"A year ago I wondered if I was ever going to get another job," Linda Piper told HR Dive. "I got really lucky."
Piper took a seven-year hiatus from the workforce and now works for Johnson & Johnson in customer connectivity operations management. She is a "Re-Igniter," which means she arrived through the company's STEM, manufacturing and design returnship program.
Creating something 'special'
Johnson & Johnson launched the Re-Ignite program in 2017, realizing that for those who opt out of the workforce to raise children or serve in the miliary, for example, rejoining was a challenge. For mothers in STEM careers, 43% leave to raise their first child; only 23% of fathers do.
It began with a pilot of three candidates. When all three were eventually hired, "we realized this was pretty special," Liz Markus, the program's director told HR Dive. "It championed our progressive workplace policies," she said, and it furthers a company mission to see value in all walks of life.
In just a few short years, Re-Ignite has achieved a global reach. The program has expanded to 11 locations in four countries, including Ireland, Mexico and Puerto Rico. By the end of 2019, 40 returnees will be in the program or hired. The program boasts a 100% returnee-to-employee conversion rate.
Notably, it's not just for former Johnson & Johnson employees returning to the fold. While roughly 10% fit that definition, the other 90% come from elsewhere, Markus said. "Anyone who’s had a career break is welcome to apply." The skill areas vary as well. "Some returners are in the R&D space," said Markus; "others are in IT, engineers, process technicians and more."
And rather than bring returners into a separate training program, Re-Ignite is an immersive program. "We’re focused on returners demonstrating success through projects," said Markus. "We don’t want them to be taken out of the role to do training." They’re immersed and part of the team from day one, she added, and they have access to "buddies" for extra assistance.

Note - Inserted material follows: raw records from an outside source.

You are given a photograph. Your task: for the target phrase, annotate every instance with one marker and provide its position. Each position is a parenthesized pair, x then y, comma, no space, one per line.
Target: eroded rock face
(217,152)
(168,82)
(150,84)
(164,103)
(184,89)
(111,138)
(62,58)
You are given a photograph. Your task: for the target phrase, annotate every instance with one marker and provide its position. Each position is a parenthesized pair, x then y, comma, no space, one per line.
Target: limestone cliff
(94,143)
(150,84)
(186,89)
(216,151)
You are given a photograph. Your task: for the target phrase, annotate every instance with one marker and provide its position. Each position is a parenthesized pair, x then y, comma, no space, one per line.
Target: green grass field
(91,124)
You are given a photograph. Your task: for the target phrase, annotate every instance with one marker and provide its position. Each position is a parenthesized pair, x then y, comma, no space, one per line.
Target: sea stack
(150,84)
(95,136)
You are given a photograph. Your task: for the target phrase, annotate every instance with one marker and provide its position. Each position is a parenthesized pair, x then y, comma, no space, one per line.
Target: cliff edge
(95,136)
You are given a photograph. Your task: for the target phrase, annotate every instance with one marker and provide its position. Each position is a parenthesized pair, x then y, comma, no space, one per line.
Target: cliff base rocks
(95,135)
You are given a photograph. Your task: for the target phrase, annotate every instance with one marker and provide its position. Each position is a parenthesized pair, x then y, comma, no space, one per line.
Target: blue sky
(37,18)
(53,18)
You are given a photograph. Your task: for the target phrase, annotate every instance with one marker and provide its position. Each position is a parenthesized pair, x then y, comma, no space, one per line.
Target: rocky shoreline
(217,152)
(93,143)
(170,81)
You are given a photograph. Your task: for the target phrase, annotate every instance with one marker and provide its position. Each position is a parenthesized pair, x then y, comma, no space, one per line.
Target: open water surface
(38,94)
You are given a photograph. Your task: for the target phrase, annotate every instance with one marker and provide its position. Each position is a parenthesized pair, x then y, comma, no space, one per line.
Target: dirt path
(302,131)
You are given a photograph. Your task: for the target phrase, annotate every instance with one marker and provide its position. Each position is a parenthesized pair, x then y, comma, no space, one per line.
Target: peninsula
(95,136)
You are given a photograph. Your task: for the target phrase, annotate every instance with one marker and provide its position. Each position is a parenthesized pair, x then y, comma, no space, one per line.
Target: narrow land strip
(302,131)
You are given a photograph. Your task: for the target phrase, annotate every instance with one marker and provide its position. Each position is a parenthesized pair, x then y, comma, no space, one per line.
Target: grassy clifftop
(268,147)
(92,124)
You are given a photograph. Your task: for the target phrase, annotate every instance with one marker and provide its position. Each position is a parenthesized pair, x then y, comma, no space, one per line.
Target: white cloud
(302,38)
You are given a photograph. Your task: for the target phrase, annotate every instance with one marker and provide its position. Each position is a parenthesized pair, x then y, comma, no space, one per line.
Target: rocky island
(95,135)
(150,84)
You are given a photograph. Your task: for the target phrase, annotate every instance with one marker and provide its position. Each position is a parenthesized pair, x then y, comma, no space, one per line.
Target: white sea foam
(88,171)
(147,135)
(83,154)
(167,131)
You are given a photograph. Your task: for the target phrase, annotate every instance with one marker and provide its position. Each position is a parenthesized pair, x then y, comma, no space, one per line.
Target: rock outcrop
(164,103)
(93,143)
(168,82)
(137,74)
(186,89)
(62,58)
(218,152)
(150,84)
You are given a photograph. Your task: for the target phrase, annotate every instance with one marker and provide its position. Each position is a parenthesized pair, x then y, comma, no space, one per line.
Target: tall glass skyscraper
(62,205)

Re-Ignite may still be in its infancy, but Markus said it has an army of passionate and dedicated employees: "As we see it growing and awareness is spreading, hiring managers are coming to me to participate. It’s a great fit for how we do business."
It appears to be a great fit for employees, too. "It’s about being agile and doing what’s right for the hiring manager and the returner," Markus continued. "We’re getting great hires for [Johnson & Johnson] and helping people get back to work."
Piper agreed that both parties seem to be deriving significant benefit. The company, she said, "has given me an opportunity to take the hardship I was experiencing and turn it into success for myself and others."